Chronique

Céline Bonacina

Jump

Céline Bonacina (bs, voc), Rachel Eckroth (p, Rhodes, claviers, voc), Chris Jennings (cb), John Hadfield (dm, perc)

Label / Distribution : Cristal Records

Rares sont les saxophonistes qui adoptent le baryton. La taille imposante de cet instrument est redoutable, avec sa boucle insolite destinée à lui conférer une taille acceptable et sa particularité à adopter une clé supplémentaire lui permettant d’obtenir le La grave, c’est un colosse fascinant qu’il faut savoir dompter. Céline Bonacina y est pleinement arrivée et mieux encore, elle est devenue une des grandes spécialistes du saxophone baryton dans l’Hexagone. Daunik Lazro, François Corneloup et quelques autres aficionados de l’instrument se sentent désormais moins seuls.

Avec son album Jump très diversifié, Céline Bonacina chante et enchante avec enthousiasme ; son lyrisme est propagateur de vie. Pas un instant l’ennui ne s’installe : elle sait insuffler une dose de modernité à des compositions limpides. L’alter ego de la saxophoniste se nomme Rachel Eckroth ; retenez son nom et écoutez comment cette merveilleuse pianiste et claviériste arrive à tirer des sons captivants de son Fender Rhodes en utilisant la propagation de l’écho avec une intelligence rare.
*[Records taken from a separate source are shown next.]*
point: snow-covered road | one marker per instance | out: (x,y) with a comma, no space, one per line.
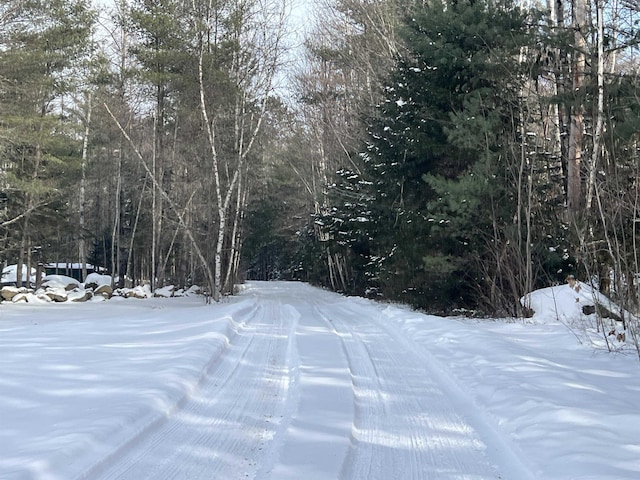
(282,382)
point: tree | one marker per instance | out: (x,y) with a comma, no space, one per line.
(43,44)
(436,153)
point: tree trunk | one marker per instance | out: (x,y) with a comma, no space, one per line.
(576,132)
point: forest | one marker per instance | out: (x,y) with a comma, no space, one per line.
(453,155)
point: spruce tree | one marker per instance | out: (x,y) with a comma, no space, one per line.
(433,161)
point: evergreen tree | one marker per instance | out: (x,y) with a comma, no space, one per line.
(436,153)
(43,45)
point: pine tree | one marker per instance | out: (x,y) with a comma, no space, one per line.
(433,160)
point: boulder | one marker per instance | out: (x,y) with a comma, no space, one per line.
(21,297)
(57,294)
(80,295)
(60,281)
(8,293)
(104,290)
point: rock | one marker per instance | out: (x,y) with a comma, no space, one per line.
(57,294)
(60,281)
(8,293)
(104,290)
(80,295)
(21,297)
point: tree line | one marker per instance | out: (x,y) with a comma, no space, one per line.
(447,154)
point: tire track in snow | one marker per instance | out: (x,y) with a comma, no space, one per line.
(121,442)
(421,428)
(228,424)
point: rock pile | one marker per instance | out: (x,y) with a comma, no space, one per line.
(59,288)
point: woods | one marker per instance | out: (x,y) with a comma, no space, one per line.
(453,155)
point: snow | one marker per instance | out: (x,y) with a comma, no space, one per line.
(286,381)
(9,274)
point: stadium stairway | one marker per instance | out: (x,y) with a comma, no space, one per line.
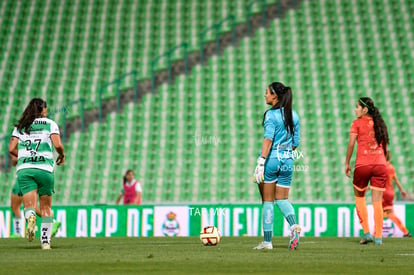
(274,9)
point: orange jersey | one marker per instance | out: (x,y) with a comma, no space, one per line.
(368,150)
(388,195)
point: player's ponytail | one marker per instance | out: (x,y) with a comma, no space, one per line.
(284,95)
(33,110)
(380,128)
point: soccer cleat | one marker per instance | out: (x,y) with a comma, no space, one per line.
(366,239)
(55,227)
(378,241)
(294,237)
(264,245)
(31,228)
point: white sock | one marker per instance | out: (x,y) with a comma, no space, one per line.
(16,226)
(29,212)
(46,230)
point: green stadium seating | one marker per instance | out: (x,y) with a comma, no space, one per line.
(197,139)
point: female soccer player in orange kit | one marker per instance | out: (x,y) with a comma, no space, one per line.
(388,197)
(371,134)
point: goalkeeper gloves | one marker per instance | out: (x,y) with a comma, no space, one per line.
(259,171)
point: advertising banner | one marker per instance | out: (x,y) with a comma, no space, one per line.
(319,220)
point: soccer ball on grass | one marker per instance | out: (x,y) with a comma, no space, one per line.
(210,235)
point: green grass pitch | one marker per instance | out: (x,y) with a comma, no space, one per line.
(234,255)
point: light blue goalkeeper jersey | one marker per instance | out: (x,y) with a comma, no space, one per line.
(274,129)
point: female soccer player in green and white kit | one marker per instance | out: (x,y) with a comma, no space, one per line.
(31,144)
(275,165)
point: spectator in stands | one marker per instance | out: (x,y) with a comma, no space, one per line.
(371,134)
(131,190)
(275,165)
(388,197)
(31,145)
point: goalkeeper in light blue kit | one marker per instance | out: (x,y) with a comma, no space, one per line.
(274,167)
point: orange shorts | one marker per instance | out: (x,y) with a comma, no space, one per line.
(388,200)
(376,175)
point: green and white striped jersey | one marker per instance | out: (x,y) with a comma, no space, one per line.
(35,150)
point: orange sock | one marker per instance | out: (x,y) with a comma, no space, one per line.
(397,222)
(378,218)
(362,212)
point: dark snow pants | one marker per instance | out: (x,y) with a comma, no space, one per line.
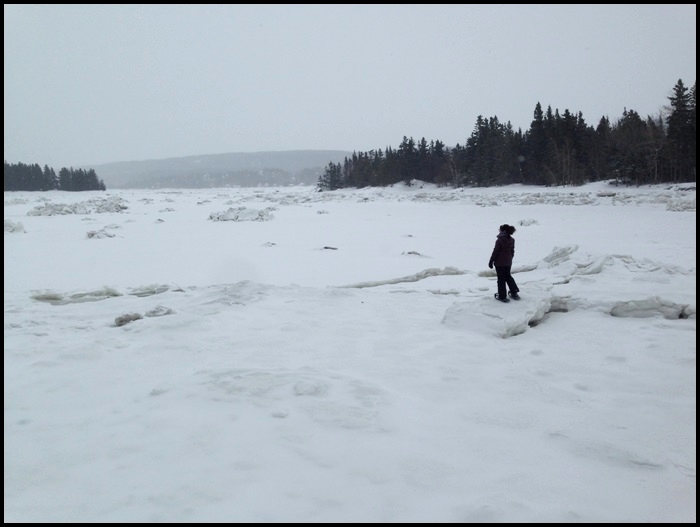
(503,277)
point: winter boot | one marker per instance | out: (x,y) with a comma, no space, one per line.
(504,300)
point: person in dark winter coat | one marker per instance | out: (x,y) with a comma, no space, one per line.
(502,259)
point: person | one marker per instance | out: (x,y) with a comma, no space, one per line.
(502,259)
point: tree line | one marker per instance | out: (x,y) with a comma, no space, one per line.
(558,149)
(31,177)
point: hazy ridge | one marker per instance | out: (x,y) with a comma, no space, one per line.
(252,169)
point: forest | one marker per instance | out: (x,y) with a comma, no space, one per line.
(558,149)
(21,176)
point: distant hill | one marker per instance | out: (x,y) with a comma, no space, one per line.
(296,167)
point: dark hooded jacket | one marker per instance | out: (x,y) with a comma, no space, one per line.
(503,252)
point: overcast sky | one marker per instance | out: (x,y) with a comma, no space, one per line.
(88,84)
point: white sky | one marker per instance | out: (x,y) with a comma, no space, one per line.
(88,84)
(345,360)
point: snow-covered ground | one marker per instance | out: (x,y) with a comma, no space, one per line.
(288,355)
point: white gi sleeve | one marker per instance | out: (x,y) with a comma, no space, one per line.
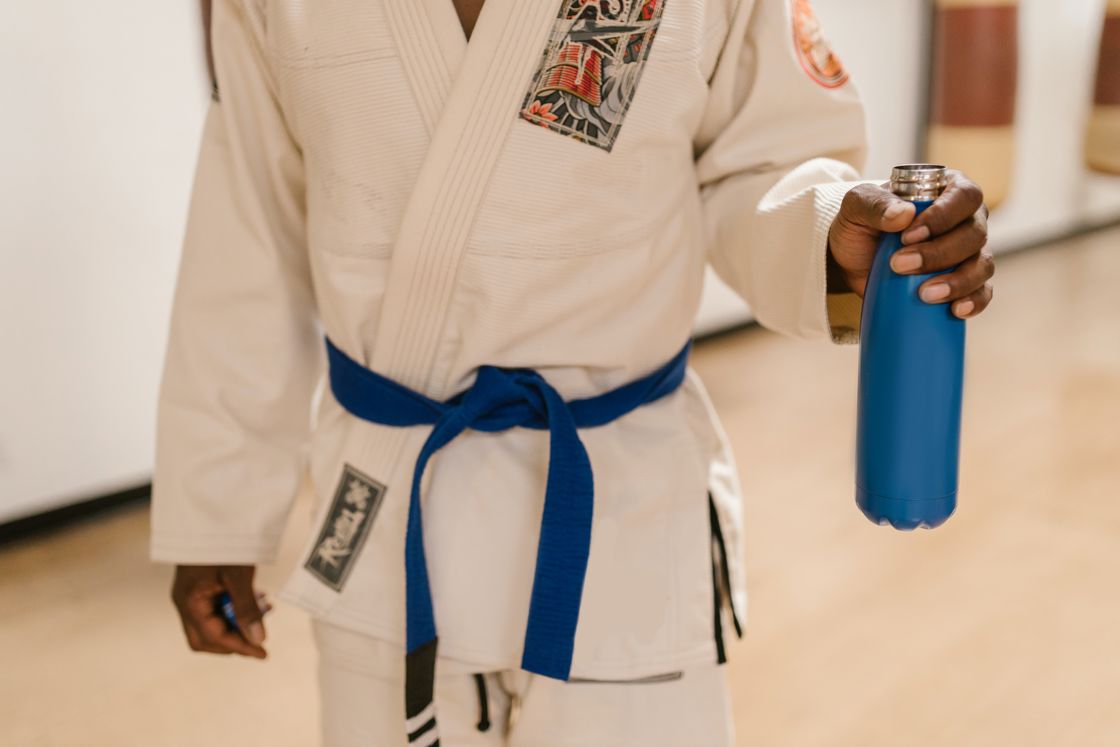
(243,354)
(776,151)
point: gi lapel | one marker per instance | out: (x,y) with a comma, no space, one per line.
(468,131)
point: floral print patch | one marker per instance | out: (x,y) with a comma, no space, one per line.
(590,68)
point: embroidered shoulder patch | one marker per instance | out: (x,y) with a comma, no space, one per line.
(813,49)
(352,512)
(590,68)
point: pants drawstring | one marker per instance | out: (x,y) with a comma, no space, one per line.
(483,703)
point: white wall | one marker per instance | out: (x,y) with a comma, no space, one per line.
(883,44)
(102,112)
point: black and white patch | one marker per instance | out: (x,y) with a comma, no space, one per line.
(352,512)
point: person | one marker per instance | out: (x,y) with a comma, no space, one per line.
(475,237)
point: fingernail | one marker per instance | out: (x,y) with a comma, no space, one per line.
(896,208)
(905,261)
(934,292)
(914,235)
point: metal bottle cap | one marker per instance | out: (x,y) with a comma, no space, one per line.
(917,181)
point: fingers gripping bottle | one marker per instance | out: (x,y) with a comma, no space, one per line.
(911,372)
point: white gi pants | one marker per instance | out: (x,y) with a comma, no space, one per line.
(362,692)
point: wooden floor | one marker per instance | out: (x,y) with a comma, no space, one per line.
(1000,628)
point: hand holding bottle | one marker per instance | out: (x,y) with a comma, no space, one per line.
(951,233)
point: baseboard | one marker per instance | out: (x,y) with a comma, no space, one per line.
(73,513)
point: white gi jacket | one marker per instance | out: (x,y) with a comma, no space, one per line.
(546,196)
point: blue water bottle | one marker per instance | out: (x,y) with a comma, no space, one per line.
(911,375)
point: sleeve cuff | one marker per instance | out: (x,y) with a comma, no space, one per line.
(210,550)
(841,310)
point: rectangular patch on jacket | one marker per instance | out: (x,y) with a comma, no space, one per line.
(590,68)
(352,512)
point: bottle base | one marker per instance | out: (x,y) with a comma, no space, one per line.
(906,513)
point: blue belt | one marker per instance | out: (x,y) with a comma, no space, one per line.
(502,399)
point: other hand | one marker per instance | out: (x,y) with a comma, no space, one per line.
(951,233)
(193,594)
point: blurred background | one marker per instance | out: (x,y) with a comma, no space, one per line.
(1000,627)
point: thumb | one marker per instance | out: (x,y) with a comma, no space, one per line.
(239,582)
(874,207)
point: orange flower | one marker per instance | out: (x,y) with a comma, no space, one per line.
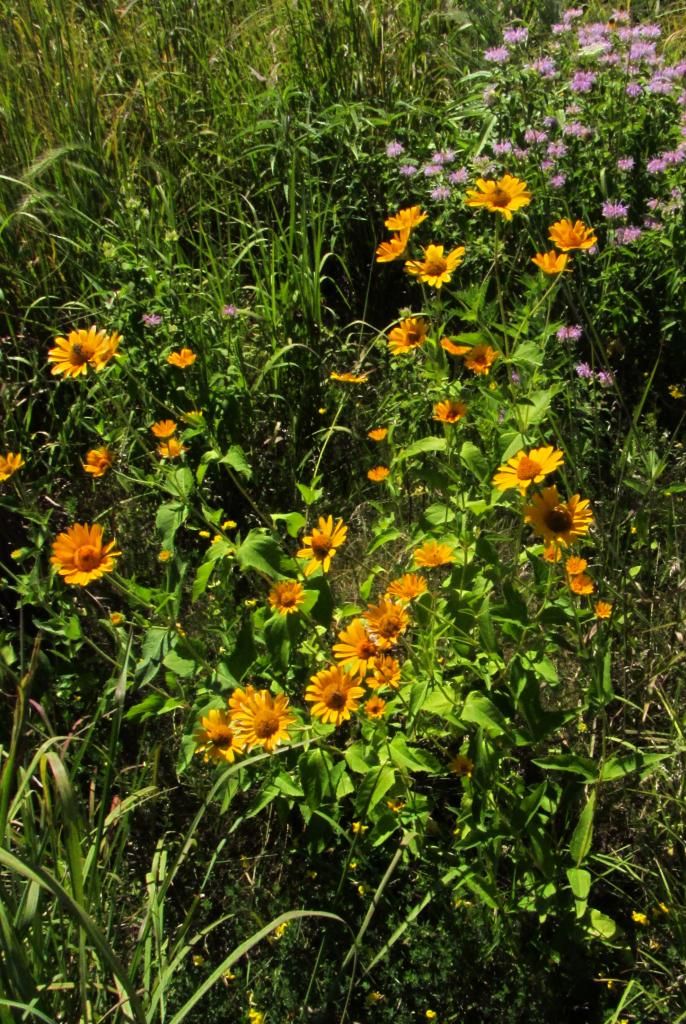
(449,411)
(164,428)
(73,355)
(98,461)
(551,262)
(356,648)
(504,197)
(80,556)
(386,622)
(334,695)
(582,584)
(394,249)
(408,587)
(9,464)
(480,358)
(410,334)
(454,349)
(171,449)
(567,236)
(432,554)
(603,609)
(286,597)
(405,220)
(320,546)
(435,269)
(184,357)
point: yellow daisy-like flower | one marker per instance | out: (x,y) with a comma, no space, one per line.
(184,357)
(80,556)
(410,334)
(386,672)
(551,262)
(405,220)
(286,597)
(386,622)
(320,546)
(164,428)
(454,349)
(603,609)
(479,358)
(431,554)
(98,461)
(574,565)
(171,449)
(215,737)
(408,587)
(504,197)
(527,467)
(258,719)
(582,584)
(375,707)
(334,695)
(567,236)
(356,649)
(73,355)
(9,464)
(393,249)
(348,378)
(556,520)
(449,411)
(435,269)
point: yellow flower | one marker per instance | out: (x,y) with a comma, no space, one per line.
(393,249)
(435,269)
(287,597)
(9,464)
(320,546)
(375,707)
(432,554)
(480,358)
(527,467)
(349,378)
(80,556)
(73,355)
(551,262)
(567,236)
(356,648)
(556,520)
(582,584)
(98,461)
(462,765)
(334,695)
(258,719)
(164,428)
(386,622)
(171,449)
(504,197)
(215,738)
(410,334)
(184,357)
(449,411)
(574,565)
(386,673)
(405,220)
(408,587)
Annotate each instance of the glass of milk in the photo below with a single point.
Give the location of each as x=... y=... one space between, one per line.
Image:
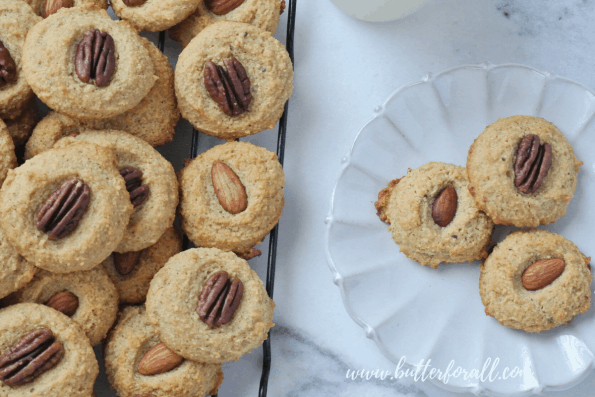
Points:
x=379 y=10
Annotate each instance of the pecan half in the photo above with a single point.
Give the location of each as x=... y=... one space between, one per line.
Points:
x=95 y=58
x=531 y=164
x=219 y=299
x=33 y=355
x=8 y=69
x=229 y=87
x=134 y=179
x=63 y=210
x=126 y=262
x=222 y=7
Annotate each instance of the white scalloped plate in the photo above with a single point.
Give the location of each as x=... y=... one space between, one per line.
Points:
x=419 y=313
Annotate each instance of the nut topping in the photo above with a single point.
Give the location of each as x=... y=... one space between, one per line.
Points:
x=134 y=3
x=444 y=207
x=52 y=6
x=65 y=302
x=219 y=299
x=222 y=7
x=33 y=355
x=532 y=163
x=229 y=88
x=8 y=69
x=95 y=58
x=229 y=190
x=542 y=273
x=138 y=192
x=125 y=263
x=63 y=210
x=158 y=360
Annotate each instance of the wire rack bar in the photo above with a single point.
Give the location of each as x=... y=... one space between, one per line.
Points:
x=273 y=236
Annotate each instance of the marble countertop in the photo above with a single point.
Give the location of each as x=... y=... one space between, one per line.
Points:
x=344 y=68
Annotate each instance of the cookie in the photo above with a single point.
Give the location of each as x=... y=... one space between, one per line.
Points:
x=20 y=128
x=89 y=298
x=527 y=187
x=15 y=271
x=45 y=8
x=80 y=89
x=247 y=58
x=154 y=15
x=91 y=215
x=260 y=180
x=8 y=158
x=173 y=300
x=514 y=284
x=71 y=361
x=135 y=270
x=152 y=120
x=433 y=217
x=150 y=180
x=16 y=19
x=263 y=14
x=132 y=338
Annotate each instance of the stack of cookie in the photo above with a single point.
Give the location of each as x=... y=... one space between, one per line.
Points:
x=87 y=220
x=520 y=171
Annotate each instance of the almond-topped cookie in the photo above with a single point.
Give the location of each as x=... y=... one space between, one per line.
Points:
x=263 y=14
x=208 y=306
x=522 y=171
x=432 y=216
x=66 y=209
x=233 y=80
x=82 y=63
x=139 y=364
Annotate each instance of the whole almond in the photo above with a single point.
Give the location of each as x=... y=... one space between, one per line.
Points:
x=52 y=6
x=542 y=273
x=65 y=302
x=445 y=206
x=126 y=262
x=159 y=359
x=230 y=191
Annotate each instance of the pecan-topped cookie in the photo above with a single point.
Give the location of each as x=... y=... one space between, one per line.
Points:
x=16 y=19
x=89 y=298
x=263 y=14
x=233 y=80
x=133 y=271
x=432 y=216
x=522 y=171
x=217 y=307
x=231 y=196
x=57 y=358
x=150 y=181
x=66 y=209
x=153 y=15
x=83 y=64
x=132 y=371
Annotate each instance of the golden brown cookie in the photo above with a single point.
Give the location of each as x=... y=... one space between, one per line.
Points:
x=527 y=187
x=535 y=280
x=173 y=305
x=76 y=228
x=16 y=19
x=259 y=182
x=150 y=180
x=56 y=67
x=432 y=216
x=134 y=337
x=252 y=61
x=135 y=270
x=71 y=364
x=263 y=14
x=89 y=298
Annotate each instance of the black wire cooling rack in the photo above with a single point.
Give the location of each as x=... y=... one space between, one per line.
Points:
x=272 y=255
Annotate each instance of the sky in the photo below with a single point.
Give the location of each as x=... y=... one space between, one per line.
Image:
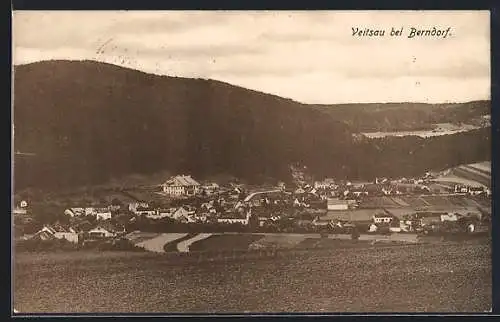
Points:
x=311 y=57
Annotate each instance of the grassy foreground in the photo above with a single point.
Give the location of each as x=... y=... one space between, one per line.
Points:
x=449 y=277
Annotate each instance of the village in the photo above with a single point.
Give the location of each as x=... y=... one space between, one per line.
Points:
x=182 y=204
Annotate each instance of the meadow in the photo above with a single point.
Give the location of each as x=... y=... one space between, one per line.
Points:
x=434 y=277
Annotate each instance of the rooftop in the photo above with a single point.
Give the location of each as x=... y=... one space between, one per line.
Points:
x=182 y=180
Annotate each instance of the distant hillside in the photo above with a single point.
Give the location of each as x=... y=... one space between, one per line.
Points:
x=88 y=122
x=405 y=116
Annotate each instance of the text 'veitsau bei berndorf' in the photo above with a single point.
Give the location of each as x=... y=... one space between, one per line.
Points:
x=412 y=32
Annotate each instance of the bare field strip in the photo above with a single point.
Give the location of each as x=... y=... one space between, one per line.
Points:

Le Canadien Chris Jennings ne se contente pas d’assurer une pulsation rythmique à la contrebasse, il se remet en question et avance de front aux côtés de John Hadfield, batteur de plus en plus recherché aux Etats-Unis, dont la frappe malaxe les couleurs harmoniques avec subtilité. Son drumkit mêlant batterie et percussions enrichit la palette harmonique de l’album et ses collaborations remarquées avec Kenny Werner et Yo-Yo Ma démontrent sa belle versatilité.

La virtuosité de Céline Bonacina s’expose prodigieusement dans « Tunnel » et « Trap », fort bien soutenue par ses partenaires qui déploient des sonorités ensorceleuses. Ce quartet est enthousiasmant : les exposés poétiques apportés par « Lost in Translation » superbe fable évanescente, et « A Light Somewhere », où les voix brillantes invitent à la découverte de nouveaux horizons, en sont des exemples majeurs. « Hope », ballade exaltante à déguster paisiblement, démontre tout le talent de Céline Bonacina qui retrouve la faconde de l’illustre expert du saxophone baryton, Gerry Mulligan.

Jump , le bien nommé, est un saut dans une diversité de mondes imaginaires où cohabitent splendidement la tendresse et l’enfièvrement.